To address the limited generalization capability of vision-language models (e.g., CLIP) in cross-domain few-shot image recognition, this paper proposes Consistency-guided Multi-view Collaborative Optimization (CoMuCo). CoMuCo employs a dual-expert architecture to extract complementary vision-language view features and integrates prior-knowledge constraints with an information-geometric consensus mechanism to enforce inter-view consistency regularization. We introduce the first benchmark specifically designed for cross-domain few-shot learning and propose a differentiable collaborative optimization framework. Experiments demonstrate that CoMuCo significantly outperforms state-of-the-art methods across multiple cross-domain few-shot benchmarks, achieving substantial improvements in robustness and generalization under domain shift.

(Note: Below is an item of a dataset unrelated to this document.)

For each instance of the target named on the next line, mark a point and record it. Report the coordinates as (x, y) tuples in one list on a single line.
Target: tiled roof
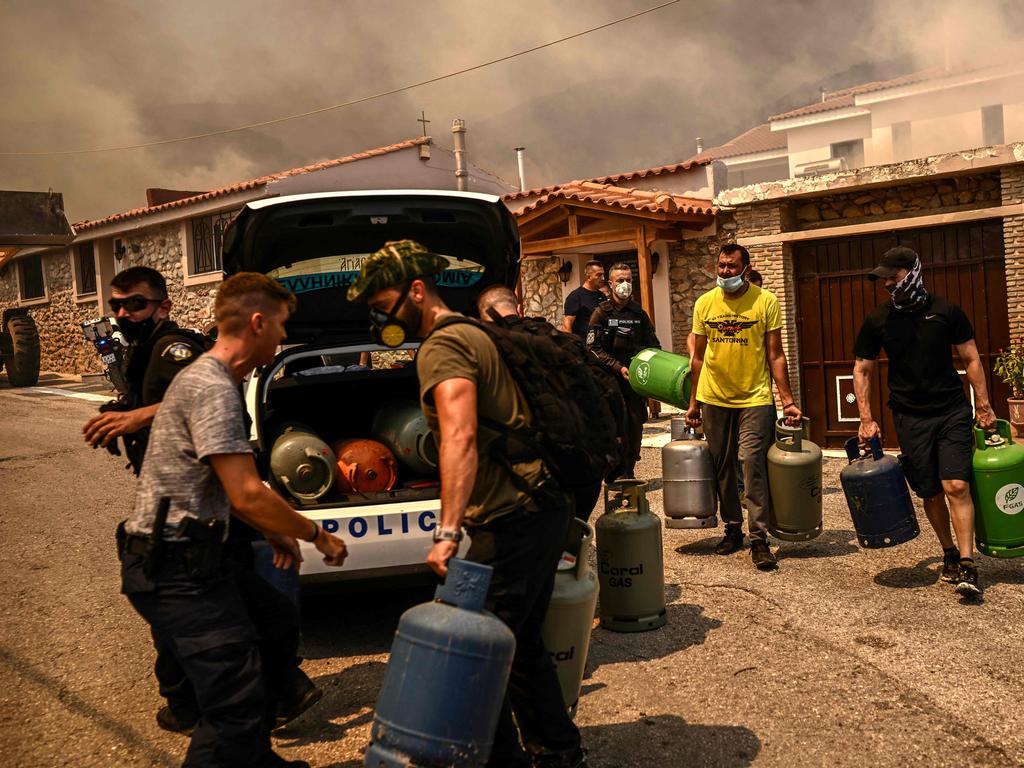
[(614, 178), (617, 197), (847, 96), (251, 183), (753, 141)]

These results validate the effectiveness of multi-view collaboration and geometric consistency modeling for cross-domain few-shot recognition.

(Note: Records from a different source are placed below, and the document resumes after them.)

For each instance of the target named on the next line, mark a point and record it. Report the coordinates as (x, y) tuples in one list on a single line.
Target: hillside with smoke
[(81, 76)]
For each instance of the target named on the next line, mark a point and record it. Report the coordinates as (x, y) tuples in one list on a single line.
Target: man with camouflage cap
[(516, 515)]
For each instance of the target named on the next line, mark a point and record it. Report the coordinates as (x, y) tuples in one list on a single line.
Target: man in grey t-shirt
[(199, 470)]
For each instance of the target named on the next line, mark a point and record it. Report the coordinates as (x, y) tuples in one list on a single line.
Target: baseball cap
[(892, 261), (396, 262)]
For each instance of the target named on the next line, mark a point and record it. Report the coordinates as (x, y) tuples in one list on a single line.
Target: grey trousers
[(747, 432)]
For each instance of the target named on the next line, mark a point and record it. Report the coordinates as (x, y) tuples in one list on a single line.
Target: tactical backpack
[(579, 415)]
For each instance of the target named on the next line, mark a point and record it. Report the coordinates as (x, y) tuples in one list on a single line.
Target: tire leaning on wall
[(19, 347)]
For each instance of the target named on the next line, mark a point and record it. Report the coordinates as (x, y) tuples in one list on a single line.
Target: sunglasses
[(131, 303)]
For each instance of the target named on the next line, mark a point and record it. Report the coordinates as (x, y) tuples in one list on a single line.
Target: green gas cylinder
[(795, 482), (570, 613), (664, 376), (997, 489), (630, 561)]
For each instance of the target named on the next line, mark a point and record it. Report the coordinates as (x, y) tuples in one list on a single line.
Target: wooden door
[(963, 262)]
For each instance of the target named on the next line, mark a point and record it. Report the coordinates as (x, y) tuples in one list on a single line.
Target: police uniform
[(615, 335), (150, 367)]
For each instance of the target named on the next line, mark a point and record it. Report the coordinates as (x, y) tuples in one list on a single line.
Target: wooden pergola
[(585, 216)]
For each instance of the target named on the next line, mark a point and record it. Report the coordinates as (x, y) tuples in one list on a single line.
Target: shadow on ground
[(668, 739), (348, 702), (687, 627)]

Vision-language models (VLMs) pre-trained on natural image and language data, such as CLIP, have exhibited significant potential in few-shot image recognition tasks, leading to development of various efficient transfer learning methods. These methods exploit inherent pre-learned knowledge in VLMs and have achieved strong performance on standard image datasets. However, their effectiveness is often limited when confronted with cross-domain tasks where imaging domains differ from natural images. To address this limitation, we propose Consistency-guided Multi-view Collaborative Optimization (CoMuCo), a novel fine-tuning strategy for VLMs. This strategy employs two functionally complementary expert modules to extract multi-view features, while incorporating prior knowledge-based consistency constraints and information geometry-based consensus mechanisms to enhance the robustness of feature learning. Additionally, a new cross-domain few-shot benchmark is established to help comprehensively evaluate methods on imaging domains distinct from natural images. Extensive empirical evaluations on both existing and newly proposed benchmarks suggest CoMuCo consistently outperforms current methods in few-shot tasks. The code and benchmark will be released.